For a time they stood there, caught in the morning quiet, content with each other’s silence, content in each other’s arms.

Finally, she turned to look at him. “I’ve been thinking how in the past few months just about everything in my life has gone right, Phylly being so happy, meeting my grandfather—”

“Who you didn’t like a whole lot.”

Her brows knit briefly. “Yeah, well, I’m working on that.” She paused. “Finding Gus again—”

“Priceless.” He quoted the MasterCard commercial and she smiled.

“Definitely. And that brings me to you. To us.” She put both her hands on his chest, rubbed idly.

“What about us?” he asked, stilling her hands so he could keep his mind on the subject—instead of what her hands were doing to his heart rate.

“I love you, Joe. Seriously and crazily love you.”

“That’s a two-way street, April. You must know that—God knows I’ve told you often enough.”

She nodded again, slowly, thoughtfully, before saying, “If there’s one thing Phylly taught me, it was to go for what you wanted in life. Up ’til now that’s been simple, college, my design work—the internship…”

“And now?”

“It’s not so simple. Because I want you, Joe. I want you to marry me. I want it to be you and me against the world, loving and legal—forever and always.”

Joe closed his eyes. “You can not do this to me.”

“I can’t ask you to marry me? There’s a law?” She smiled. The woman was damn sure of herself. And he was glad of it.

“I thought you didn’t want to talk about ‘serious stuff’ until you were done in Portland.” Her words exactly, which he’d set about choosing to ignore.

“I changed my mind. Last night when you closed the door behind us and had your way with me against the wall.”

“The wall? That’s when you decided you and I should get married.” Okay, so his male brain wasn’t getting this. The smart money was on keeping his mouth shut and his ears open.

“Uh-huh.” She pulled down the gaping neck on the sweat top she was wearing. “And I’ve got the bruise to prove it. See.”

He leaned in, looked hard. She was bruised all right, a tiny little square bruise the color of lilacs. Right at the top of her breast. She touched his chest, left side. “It was right about there, I think.” She extended her right hand, did her gimme thing and raised a brow, her green eyes glowing with one-upmanship

She had him. But then she had since the day she’d walked into his life. “I guess branding you with the ring box was a bad idea, huh?”

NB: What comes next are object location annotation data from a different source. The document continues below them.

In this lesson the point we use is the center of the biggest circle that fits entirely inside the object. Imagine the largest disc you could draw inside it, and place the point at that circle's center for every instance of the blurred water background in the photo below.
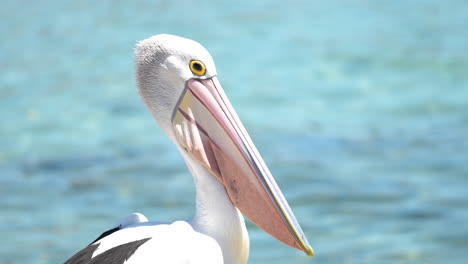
(360, 109)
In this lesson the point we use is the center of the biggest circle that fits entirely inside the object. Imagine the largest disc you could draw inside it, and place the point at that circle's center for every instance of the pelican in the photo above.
(177, 81)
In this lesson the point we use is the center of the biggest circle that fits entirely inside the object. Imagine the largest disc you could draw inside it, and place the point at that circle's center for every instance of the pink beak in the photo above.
(207, 126)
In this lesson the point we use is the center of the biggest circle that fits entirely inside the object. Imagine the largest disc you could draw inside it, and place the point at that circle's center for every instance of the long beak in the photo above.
(207, 126)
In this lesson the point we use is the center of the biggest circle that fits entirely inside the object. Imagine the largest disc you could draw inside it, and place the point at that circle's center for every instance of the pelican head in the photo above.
(177, 81)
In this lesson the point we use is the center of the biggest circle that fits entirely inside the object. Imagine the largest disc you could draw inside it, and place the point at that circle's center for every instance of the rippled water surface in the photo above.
(360, 109)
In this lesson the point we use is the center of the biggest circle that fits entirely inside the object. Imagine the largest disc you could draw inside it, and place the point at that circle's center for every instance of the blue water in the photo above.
(360, 109)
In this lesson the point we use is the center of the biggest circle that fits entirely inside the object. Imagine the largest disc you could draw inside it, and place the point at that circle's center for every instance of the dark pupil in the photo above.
(197, 66)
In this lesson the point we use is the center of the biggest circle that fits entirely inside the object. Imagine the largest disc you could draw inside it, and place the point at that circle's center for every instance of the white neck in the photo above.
(216, 216)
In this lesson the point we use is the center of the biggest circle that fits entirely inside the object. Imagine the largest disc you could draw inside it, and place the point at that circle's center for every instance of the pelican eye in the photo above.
(198, 67)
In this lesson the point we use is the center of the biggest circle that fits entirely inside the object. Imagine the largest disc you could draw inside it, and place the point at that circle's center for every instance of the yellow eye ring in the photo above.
(197, 67)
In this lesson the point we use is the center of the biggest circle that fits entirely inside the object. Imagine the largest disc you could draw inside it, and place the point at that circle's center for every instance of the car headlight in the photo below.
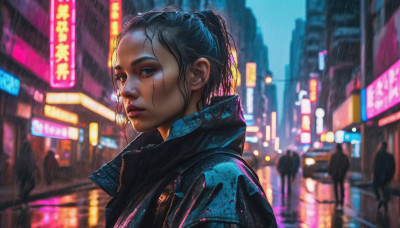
(309, 161)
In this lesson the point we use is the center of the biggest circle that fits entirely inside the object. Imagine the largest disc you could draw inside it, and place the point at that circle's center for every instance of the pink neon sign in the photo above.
(384, 92)
(62, 43)
(45, 128)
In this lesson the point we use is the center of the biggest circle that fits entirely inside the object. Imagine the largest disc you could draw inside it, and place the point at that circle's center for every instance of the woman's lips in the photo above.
(133, 111)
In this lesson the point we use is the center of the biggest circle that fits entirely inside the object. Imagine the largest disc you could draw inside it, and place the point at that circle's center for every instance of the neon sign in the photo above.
(389, 119)
(82, 99)
(62, 43)
(115, 25)
(273, 125)
(93, 133)
(49, 129)
(384, 92)
(305, 137)
(251, 69)
(313, 83)
(60, 114)
(305, 106)
(305, 123)
(9, 83)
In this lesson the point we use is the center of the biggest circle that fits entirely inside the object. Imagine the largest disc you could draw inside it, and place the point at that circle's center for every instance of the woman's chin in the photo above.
(140, 128)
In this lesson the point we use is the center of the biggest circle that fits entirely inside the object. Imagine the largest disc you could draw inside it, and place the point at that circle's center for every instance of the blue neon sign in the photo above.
(9, 83)
(364, 105)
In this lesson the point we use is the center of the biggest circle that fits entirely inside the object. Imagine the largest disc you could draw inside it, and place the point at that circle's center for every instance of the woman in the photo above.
(185, 168)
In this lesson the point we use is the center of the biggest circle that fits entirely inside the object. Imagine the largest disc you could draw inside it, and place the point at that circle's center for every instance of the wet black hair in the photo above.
(189, 36)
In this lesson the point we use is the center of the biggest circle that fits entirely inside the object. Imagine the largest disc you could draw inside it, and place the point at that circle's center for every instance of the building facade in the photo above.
(57, 117)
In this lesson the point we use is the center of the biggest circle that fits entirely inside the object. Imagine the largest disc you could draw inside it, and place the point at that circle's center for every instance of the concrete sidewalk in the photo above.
(9, 194)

“I love you, Joe. You branded me when you tossed me out of your office.”

His breathing snagged low in his chest. “And I love you, April. Just not enough to hand over a ring…”

She tilted her head, waited.

“Without the accompanying champagne and violins.”

“You’re making me wait?”

“I plan on making us both a memory.”

“Plans don’t always work out,” she said, inching closer and putting her hands on his bare chest, kissing where she’d touched.

“So I’m told.” He thought of Riggs’s horoscope, or tried to while April locked her arms around his neck and kissed his throat, under his chin…

“I have ways of getting what I want,” she whispered into his ear, her breath warm against his jaw.

“Yeah, you sure do.” He exhaled. “And I’m more than willing for you to try all of them.”

She chuckled. “I’ll bet…And by the way, you haven’t answered my question. Will you marry me, Joe Worth?”

He smiled. According to Riggs, there was only one answer to that question. “Yes.”